There are various combinations of regulation involving pathogenicity islands. The first combination is that the pathogenicity island contains the genes to regulate the virulence genes encoded on the PAI. The second combination is that the pathogenicity island contains the genes to regulate genes located outside of the pathogenicity island. Additionally, regulatory genes outside of the PAI may regulate virulence genes in the pathogenicity island. Regulation genes typically encoded on PAIs include AraC-like proteins and two-component response regulators.

PAIs can be considered unstable DNA regions as they are susceptible to deletions or mobilization. This may be due to the structure of PAIs, with direct repeats, insertion sequences and association with tRNA that enables deletion and mobilization at higher frequencies. Additionally, deletions of pathogenicity islands inserted in the genome can result in disrupting tRNA and subsequently affect the metabolism of the cell.

==Examples==
- The P fimbriae island contains virulence factors such as haemolysin, pili, cytotoxic necrosing factor, and uropathogenic specific protein (USP).
- Yersinia pestis high pathogenicity island I has genes regulating iron uptake and storage.

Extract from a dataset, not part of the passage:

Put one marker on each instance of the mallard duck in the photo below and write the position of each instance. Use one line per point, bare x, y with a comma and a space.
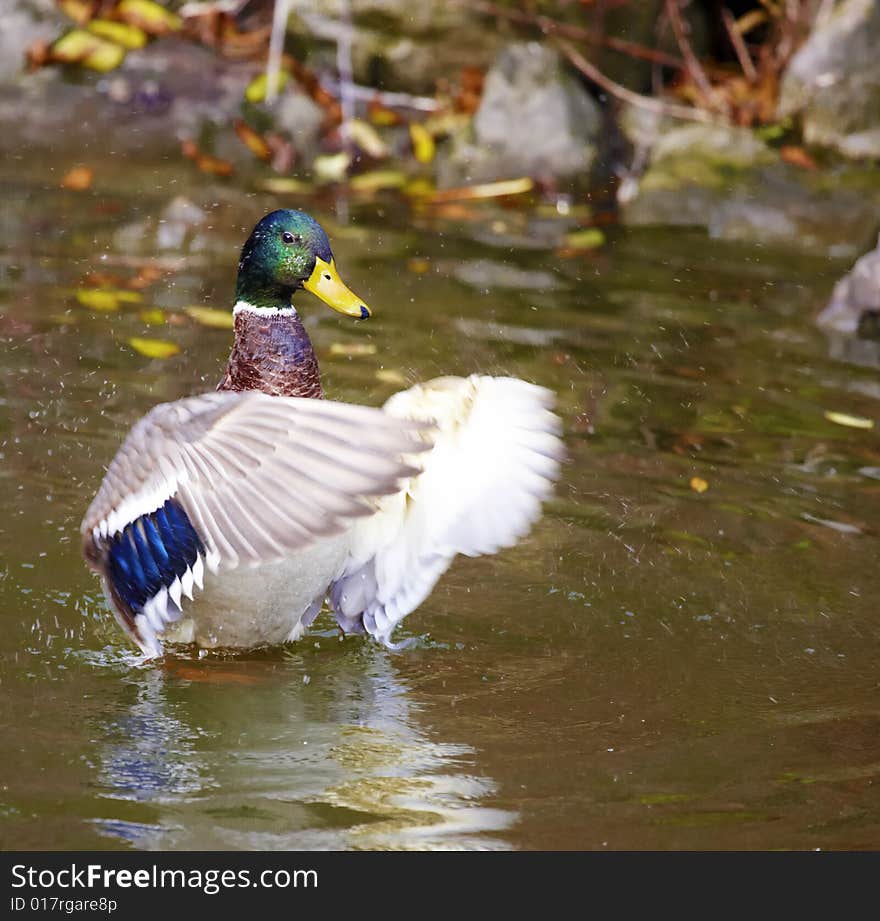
228, 519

- Salmonella SP-1 and SP-2 sites regulates bacterium's invasion and survival within host cells.
- Rhodococcus equi virulence plasmid pathogenicity island encodes virulence factors for proliferation in macrophages.

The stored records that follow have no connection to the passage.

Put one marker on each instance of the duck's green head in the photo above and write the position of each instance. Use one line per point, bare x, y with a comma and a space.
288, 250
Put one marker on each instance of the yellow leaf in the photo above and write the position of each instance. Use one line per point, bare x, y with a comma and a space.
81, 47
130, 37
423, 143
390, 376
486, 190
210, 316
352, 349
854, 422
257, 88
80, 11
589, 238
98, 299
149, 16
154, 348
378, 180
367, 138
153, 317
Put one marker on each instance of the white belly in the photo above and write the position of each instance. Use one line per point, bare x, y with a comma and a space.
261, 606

- The SaPI family of Staphylococcus aureus pathogenicity islands, mobile genetic elements, encode superantigens, including the gene for toxic shock syndrome toxin, and are mobilized at high frequencies by specific bacteriophages.
- Phage encoded Cholera toxin of Vibrio cholerae, Diphtheria toxin of Corynebacterium diphtheriae, Neurotoxins of Clostridium botulinum and Cytotoxin of Pseudomonas aeruginosa.
- Helicobacter pylori has two strains, one being more virulent than the other due to the presence of the Cag pathogenicity island.
- Escherichia coli pathogenicity island carries genes of toxins (e.g., Shiga toxin) in enterohemorrhagic E. coli (EHEC) strains.